The unprecedented intervention was a response to alarming rates of child sexual abuse but many indigenous elders said the policy was racist and complained about a lack of consultation.

Emergency intervention

There is now a call for the Australian government to take similar steps in larger towns, including the central desert community of Alice Springs.

Its impoverished Aboriginal settlements are blighted by alcohol abuse and violence.

"The intervention that the Howard government launched and the current government has continued has been substantially successful in reducing social dysfunction in remote communities but a lot of people who, let's face it, want to drink and get up to the usual mischief, they've gone to towns like Alice and that is dramatically worsened social dysfunction there," said the opposition leader Mr Abbott.

"When you've got a serious social crisis, you've got to take serious measures to address it," he said.

The government says more police officers have been deployed in Alice Springs, while new programmes aimed at tackling alcohol abuse are being introduced.

But some community leaders, including Steve Brown from the group Action for Alice, believe that sweeping emergency measures are required.

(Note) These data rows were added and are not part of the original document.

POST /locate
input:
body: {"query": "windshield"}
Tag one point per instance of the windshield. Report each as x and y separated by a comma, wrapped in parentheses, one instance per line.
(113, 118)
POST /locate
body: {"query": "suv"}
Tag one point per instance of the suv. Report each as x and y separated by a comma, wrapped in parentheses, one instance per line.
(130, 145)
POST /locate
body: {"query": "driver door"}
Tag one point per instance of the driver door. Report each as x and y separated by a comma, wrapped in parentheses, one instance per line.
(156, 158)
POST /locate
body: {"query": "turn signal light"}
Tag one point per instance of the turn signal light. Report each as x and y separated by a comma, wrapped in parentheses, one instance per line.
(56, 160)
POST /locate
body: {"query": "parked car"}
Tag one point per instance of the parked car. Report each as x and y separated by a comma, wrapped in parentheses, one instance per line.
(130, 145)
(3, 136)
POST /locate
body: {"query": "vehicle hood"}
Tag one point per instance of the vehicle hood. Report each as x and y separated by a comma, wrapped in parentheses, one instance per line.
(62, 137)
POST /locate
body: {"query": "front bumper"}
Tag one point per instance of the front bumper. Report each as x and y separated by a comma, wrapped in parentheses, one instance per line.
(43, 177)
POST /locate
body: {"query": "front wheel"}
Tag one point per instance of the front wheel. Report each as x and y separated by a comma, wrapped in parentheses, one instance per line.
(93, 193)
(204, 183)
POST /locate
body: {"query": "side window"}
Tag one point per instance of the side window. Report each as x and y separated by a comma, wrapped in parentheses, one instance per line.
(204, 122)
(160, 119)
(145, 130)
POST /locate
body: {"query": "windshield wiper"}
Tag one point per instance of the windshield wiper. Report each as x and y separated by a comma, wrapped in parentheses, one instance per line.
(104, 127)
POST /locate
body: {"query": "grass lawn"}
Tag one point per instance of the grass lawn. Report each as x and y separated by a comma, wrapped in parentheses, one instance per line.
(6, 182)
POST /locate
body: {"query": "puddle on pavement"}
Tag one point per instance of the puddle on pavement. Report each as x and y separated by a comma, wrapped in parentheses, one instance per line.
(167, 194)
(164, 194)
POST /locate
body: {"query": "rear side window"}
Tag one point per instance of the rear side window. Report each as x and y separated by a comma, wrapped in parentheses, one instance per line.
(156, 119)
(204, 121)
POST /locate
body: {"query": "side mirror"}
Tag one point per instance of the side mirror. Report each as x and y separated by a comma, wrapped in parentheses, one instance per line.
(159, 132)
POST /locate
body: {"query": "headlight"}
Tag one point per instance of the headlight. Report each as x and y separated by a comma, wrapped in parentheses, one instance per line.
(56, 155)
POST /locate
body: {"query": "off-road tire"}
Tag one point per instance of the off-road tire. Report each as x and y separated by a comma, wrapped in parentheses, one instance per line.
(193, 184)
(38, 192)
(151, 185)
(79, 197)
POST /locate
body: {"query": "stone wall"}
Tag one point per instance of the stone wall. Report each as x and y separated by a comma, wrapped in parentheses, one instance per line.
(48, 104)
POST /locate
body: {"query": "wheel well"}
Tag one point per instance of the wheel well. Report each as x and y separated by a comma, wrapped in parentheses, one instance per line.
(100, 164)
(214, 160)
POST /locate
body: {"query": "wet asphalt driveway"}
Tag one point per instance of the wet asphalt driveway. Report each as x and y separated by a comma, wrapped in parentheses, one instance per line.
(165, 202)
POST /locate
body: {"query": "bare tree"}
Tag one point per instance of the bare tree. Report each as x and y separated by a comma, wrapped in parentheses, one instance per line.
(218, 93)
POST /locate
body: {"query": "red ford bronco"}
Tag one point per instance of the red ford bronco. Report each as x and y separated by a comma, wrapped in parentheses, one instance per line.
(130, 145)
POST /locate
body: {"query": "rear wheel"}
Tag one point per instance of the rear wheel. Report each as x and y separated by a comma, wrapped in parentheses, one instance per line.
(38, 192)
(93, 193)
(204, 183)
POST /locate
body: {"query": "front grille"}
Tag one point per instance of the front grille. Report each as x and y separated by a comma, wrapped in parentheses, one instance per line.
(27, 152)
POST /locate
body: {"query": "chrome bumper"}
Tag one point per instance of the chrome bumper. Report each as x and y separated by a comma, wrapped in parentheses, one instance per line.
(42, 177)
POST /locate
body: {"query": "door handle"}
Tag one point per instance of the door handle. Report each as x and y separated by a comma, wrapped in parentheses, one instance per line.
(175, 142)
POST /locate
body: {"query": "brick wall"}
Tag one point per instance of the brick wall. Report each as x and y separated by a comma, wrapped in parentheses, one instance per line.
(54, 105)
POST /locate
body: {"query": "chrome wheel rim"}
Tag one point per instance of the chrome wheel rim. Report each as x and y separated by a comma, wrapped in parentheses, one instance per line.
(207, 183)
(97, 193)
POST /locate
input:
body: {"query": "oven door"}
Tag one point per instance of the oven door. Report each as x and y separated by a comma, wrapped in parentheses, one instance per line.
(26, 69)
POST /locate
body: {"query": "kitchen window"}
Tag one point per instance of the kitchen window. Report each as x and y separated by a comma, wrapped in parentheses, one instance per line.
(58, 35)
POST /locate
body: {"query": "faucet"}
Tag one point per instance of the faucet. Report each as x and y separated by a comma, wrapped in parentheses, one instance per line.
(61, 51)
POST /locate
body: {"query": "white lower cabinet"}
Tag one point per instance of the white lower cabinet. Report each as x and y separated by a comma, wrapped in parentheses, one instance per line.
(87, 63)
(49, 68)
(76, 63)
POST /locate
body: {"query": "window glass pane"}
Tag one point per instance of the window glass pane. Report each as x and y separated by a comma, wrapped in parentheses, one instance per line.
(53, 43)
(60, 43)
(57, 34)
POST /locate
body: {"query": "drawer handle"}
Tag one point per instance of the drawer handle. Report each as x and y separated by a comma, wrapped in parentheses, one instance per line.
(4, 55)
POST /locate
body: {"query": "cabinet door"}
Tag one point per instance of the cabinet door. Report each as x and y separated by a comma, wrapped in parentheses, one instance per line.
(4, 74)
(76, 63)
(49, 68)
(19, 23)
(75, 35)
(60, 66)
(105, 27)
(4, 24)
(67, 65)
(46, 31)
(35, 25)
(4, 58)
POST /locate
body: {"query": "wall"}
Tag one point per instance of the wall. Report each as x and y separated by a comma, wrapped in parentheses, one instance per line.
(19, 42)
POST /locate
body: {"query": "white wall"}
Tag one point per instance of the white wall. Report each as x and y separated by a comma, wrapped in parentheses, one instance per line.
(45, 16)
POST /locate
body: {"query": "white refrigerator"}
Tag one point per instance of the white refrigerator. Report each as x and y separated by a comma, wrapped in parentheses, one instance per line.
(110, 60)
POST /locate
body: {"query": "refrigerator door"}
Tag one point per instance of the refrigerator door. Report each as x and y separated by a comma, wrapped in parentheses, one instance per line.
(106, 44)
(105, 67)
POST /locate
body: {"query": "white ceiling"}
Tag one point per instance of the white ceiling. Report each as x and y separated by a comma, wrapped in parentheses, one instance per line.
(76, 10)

"You cannot have a town that has children unfed, unwanted wandering its streets with nobody prepared to do anything about it and any decent person would have to think that when you've reached such a state, for a modern Australia, yeah, we're a disaster zone," said Mr Brown.

Australia's original inhabitants have a mesmeric culture and a history stretching back up to 60,000 years.

But in the 21st Century they remain cast adrift, often destitute and forgotten, in one of the world's wealthiest nations.